Phonon-phonon interactions and phonon damping in carbon nanotubes

TL;DR

This paper develops a quantum theory for acoustic phonons in carbon nanotubes, deriving phonon interactions and damping mechanisms, revealing a thermally smeared gap, and providing bounds on phonon quality factors.

Contribution

It presents a comprehensive analytical framework for phonon interactions in nanotubes, including derivation of coupling constants and nonperturbative effects.

Findings

Finite-temperature flexural phonon density diverges, requiring nonperturbative treatment.

A dynamical gap opens in the phonon spectrum, affecting phonon behavior.

Calculated phonon decay rates set upper bounds for their quality factors.

Abstract

We formulate and study the effective low-energy quantum theory of interacting long-wavelength acoustic phonons in carbon nanotubes within the framework of continuum elasticity theory. A general and analytical derivation of all three- and four-phonon processes is provided, and the relevant coupling constants are determined in terms of few elastic coefficients.
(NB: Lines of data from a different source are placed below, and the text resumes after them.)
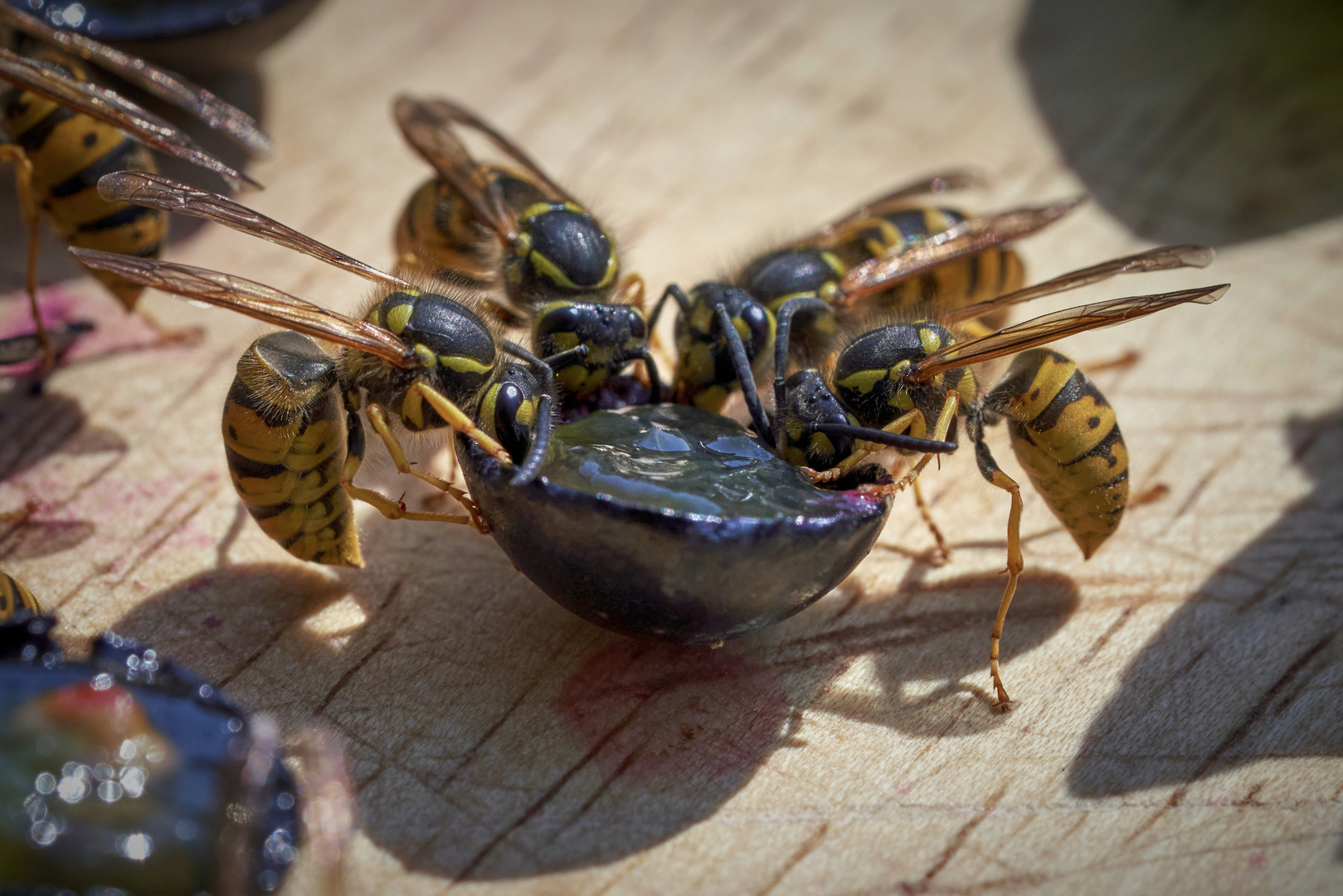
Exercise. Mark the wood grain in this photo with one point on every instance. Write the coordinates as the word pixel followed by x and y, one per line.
pixel 1180 694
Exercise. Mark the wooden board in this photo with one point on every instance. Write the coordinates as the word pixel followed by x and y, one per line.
pixel 1180 694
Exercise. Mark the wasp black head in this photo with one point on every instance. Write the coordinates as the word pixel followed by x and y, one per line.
pixel 560 249
pixel 613 334
pixel 807 403
pixel 872 375
pixel 509 410
pixel 705 368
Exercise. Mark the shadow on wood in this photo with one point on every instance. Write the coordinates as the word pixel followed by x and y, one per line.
pixel 34 427
pixel 924 641
pixel 1252 665
pixel 1199 121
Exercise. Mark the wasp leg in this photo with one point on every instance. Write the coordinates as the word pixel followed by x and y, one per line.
pixel 913 421
pixel 15 155
pixel 670 292
pixel 782 334
pixel 631 290
pixel 742 366
pixel 460 421
pixel 944 421
pixel 995 477
pixel 377 416
pixel 383 504
pixel 943 551
pixel 650 370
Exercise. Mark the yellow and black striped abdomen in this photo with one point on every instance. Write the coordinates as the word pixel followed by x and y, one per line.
pixel 13 597
pixel 69 153
pixel 286 445
pixel 1065 434
pixel 959 282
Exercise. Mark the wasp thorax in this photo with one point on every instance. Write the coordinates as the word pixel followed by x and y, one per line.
pixel 873 373
pixel 566 246
pixel 446 334
pixel 791 271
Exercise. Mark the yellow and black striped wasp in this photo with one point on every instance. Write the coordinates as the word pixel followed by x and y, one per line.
pixel 13 598
pixel 726 329
pixel 66 132
pixel 292 423
pixel 912 373
pixel 518 229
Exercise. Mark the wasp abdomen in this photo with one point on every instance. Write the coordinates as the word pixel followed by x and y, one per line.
pixel 13 597
pixel 1067 438
pixel 69 153
pixel 286 445
pixel 963 281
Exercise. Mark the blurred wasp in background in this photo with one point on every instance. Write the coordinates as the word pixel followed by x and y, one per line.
pixel 909 371
pixel 292 423
pixel 66 132
pixel 513 227
pixel 883 254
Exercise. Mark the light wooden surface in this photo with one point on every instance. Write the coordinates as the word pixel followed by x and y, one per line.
pixel 1180 694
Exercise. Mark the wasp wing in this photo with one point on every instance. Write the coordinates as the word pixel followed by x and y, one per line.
pixel 1162 258
pixel 254 299
pixel 156 191
pixel 165 85
pixel 113 109
pixel 1057 325
pixel 966 238
pixel 895 201
pixel 427 127
pixel 450 113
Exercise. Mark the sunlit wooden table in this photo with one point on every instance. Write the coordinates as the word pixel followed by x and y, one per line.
pixel 1180 694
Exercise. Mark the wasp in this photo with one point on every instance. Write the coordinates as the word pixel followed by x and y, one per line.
pixel 292 423
pixel 66 132
pixel 727 328
pixel 913 375
pixel 13 598
pixel 514 227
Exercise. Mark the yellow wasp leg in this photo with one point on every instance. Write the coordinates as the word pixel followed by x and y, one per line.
pixel 377 416
pixel 912 419
pixel 943 551
pixel 944 419
pixel 989 469
pixel 23 183
pixel 384 505
pixel 458 421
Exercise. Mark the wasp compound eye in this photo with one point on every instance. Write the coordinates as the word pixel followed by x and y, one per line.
pixel 574 245
pixel 759 324
pixel 559 319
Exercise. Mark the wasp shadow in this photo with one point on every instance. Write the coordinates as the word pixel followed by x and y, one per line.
pixel 493 735
pixel 1251 666
pixel 926 640
pixel 1195 121
pixel 34 426
pixel 457 670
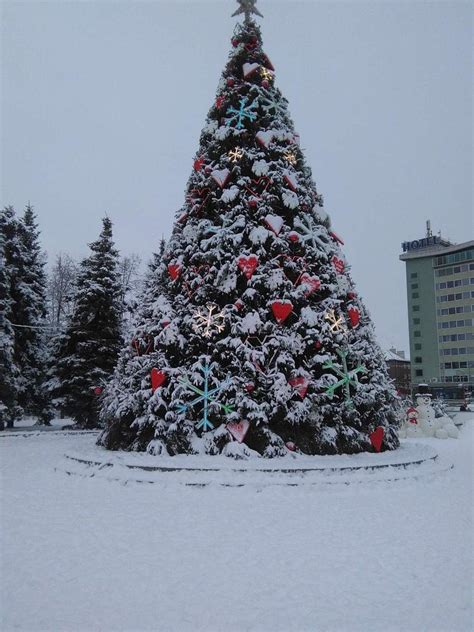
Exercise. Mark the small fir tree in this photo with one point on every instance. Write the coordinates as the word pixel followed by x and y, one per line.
pixel 251 338
pixel 88 349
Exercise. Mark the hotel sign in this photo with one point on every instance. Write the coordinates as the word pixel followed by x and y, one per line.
pixel 417 244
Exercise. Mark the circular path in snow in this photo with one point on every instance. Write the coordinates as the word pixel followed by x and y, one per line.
pixel 410 460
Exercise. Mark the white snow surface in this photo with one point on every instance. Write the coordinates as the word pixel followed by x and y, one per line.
pixel 88 554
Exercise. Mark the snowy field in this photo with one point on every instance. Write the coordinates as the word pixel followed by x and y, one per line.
pixel 86 554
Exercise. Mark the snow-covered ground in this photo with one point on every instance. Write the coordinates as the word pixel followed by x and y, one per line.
pixel 86 554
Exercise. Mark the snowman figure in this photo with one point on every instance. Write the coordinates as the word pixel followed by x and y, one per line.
pixel 426 414
pixel 413 427
pixel 441 427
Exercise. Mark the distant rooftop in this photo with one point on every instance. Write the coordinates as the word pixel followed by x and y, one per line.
pixel 430 245
pixel 395 356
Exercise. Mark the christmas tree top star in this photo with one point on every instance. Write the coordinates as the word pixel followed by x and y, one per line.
pixel 247 7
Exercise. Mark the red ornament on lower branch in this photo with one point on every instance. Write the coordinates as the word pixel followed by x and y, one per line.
pixel 158 378
pixel 174 270
pixel 354 315
pixel 238 430
pixel 248 265
pixel 376 438
pixel 281 310
pixel 300 384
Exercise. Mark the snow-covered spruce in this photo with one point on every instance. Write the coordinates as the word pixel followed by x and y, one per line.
pixel 8 370
pixel 26 280
pixel 87 352
pixel 287 345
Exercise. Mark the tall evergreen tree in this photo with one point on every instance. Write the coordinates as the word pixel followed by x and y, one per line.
pixel 252 339
pixel 8 370
pixel 88 350
pixel 30 312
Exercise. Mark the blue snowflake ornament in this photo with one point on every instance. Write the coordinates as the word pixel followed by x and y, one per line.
pixel 205 396
pixel 244 112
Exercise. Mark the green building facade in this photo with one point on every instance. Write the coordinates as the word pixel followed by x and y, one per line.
pixel 440 292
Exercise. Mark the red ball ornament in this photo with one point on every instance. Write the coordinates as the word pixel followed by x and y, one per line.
pixel 376 438
pixel 198 163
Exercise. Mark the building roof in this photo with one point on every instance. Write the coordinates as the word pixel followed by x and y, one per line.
pixel 435 250
pixel 392 356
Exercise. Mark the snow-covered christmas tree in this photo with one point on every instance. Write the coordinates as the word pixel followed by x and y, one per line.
pixel 251 338
pixel 87 352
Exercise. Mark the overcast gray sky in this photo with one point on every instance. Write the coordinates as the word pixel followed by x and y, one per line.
pixel 103 104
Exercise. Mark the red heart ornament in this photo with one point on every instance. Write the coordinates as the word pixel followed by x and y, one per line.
pixel 248 265
pixel 157 379
pixel 300 384
pixel 239 430
pixel 198 163
pixel 376 438
pixel 174 270
pixel 291 180
pixel 274 223
pixel 312 284
pixel 338 264
pixel 336 237
pixel 260 185
pixel 281 310
pixel 354 315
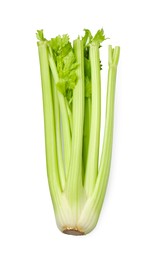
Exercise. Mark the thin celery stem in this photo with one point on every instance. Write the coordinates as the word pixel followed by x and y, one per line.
pixel 86 132
pixel 64 118
pixel 93 150
pixel 104 169
pixel 74 181
pixel 50 139
pixel 58 134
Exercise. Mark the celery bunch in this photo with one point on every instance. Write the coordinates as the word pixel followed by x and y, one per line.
pixel 71 88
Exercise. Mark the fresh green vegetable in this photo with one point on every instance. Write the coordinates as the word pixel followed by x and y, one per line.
pixel 71 88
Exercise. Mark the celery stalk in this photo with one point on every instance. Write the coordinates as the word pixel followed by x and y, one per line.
pixel 71 90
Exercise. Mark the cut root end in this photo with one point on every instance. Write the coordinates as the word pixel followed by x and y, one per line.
pixel 73 232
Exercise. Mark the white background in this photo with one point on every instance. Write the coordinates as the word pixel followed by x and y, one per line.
pixel 127 228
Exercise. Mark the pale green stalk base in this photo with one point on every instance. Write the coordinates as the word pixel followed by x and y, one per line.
pixel 77 202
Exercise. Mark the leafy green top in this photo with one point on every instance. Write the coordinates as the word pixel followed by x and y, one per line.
pixel 62 51
pixel 88 40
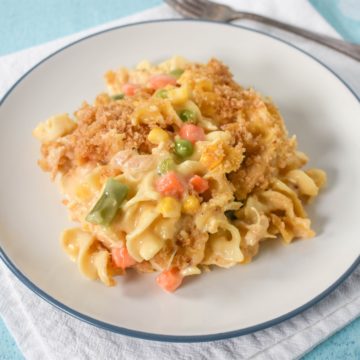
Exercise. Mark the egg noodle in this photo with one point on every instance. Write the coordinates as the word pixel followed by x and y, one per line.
pixel 175 169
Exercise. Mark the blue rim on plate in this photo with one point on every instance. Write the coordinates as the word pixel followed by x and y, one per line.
pixel 159 337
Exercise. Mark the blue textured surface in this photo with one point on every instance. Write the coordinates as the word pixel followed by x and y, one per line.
pixel 26 23
pixel 343 15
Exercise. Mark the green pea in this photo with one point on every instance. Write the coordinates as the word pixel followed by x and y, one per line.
pixel 176 72
pixel 106 208
pixel 187 116
pixel 183 148
pixel 230 214
pixel 162 93
pixel 165 166
pixel 118 96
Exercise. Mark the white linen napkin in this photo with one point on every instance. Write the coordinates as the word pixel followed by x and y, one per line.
pixel 43 332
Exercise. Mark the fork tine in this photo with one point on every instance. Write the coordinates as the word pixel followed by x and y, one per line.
pixel 196 7
pixel 183 8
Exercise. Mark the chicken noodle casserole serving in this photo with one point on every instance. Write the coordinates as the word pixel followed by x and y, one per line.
pixel 175 169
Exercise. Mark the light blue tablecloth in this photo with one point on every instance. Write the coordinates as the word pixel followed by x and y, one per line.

Due to the low dimensionality and the parabolic dispersion, the finite-temperature density of noninteracting flexural phonons diverges, and a nonperturbative approach to their interactions is necessary. Within a mean-field description, we find that a dynamical gap opens. In practice, this gap is thermally smeared, but still has important consequences. Using our theory, we compute the decay rates of acoustic phonons due to phonon-phonon and electron-phonon interactions, implying upper bounds for their quality factor.